Taro Cards.

Jul 31, 2016 21:45


I went to the OC Fair last night and they had taro card readers. I went to one.
Now, maybe, just maybe, they are just excellent body language readers or whatever but this girl was pretty much spot on with her reading.

But, i want to write it all day before i forget what she said.

She told me that i didn't have a bad job in retail, but it is not what i want to do. She said my ultimate goal is to help people and work in the medical professional. She said i would make an excellent therapist or something in that field. I told her i was studying to be an anthropologist. She said that was excellent and i will definitely get there, it will just take some time. which is also true.

She asked me about my relationship. Am i in one? Did i just get out of one? I haven't, so she thought that was strange. Then she said, is there someone i have been working on? I said i had just started talking to my ex-boyfriend which she said, that makes sense.

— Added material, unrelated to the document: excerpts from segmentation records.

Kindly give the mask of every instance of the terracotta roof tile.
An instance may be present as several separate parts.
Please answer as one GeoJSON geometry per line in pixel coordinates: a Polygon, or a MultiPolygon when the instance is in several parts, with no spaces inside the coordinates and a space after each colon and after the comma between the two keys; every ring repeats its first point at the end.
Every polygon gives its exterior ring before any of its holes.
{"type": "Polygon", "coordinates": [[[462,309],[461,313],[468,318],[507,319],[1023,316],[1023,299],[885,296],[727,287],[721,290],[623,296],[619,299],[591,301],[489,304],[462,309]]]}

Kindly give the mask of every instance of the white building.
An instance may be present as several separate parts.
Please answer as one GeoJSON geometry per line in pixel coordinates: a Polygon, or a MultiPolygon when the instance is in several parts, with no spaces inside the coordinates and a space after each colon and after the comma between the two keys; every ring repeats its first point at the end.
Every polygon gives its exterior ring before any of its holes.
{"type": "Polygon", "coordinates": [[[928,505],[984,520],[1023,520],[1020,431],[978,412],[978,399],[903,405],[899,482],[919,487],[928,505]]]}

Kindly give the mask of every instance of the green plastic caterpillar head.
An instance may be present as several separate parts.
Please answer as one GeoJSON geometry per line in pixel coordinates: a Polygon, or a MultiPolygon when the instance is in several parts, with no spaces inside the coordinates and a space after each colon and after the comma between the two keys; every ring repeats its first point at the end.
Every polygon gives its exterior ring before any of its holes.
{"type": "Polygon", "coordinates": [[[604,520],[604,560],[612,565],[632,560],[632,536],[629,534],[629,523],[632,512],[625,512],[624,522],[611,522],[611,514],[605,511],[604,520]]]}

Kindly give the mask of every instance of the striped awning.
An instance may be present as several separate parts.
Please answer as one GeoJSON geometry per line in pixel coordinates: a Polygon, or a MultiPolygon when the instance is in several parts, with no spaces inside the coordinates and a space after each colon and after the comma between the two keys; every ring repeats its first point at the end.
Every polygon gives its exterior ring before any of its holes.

She said that i needed to take that slow and it wouldn't be wise right now to get back together with him. Which i wasn't even thinking about it. i was just thinking about getting to know him better. And not let anything happen for at least a month. She then proceeded to say she sees love in my future coming within the next two weeks.

For love in the future she sees greats things for me. And I will have a boy and a girl.

My question for her, was "Is my dad proud of me?"

She asked if he had died. And i of course said yes. And she asked if he had died a really, really long time ago. And i confirmed. She said it was strange because when i sat down there was a grandfatherly presence next to me, but that it was papa but because the presence was so long dead it seemed like a grandfatherly figure. But that he was so very proud of me.

She then started talking about my spirituality and how i am always the type of person to help everyone else and their spiritual selves, but that i never really take care of myself. That for the last fifteen years i have not. She said that i have a lot of loss and sadness in my life and no one really knows about it except for me. That i keep it to myself. Which is also accurate.

She also said that i am very healthy, but that i have something going on with my chest. Which, i have asthma. So she just said to make sure i keep an eye on that.

And she said i should get a crystal quartz to start the healing process, to start healing MY spiritual self.

So, overall. it was fairly accurate i feel and i felt good coming out of it.
I still want to go see a Medium. so bad.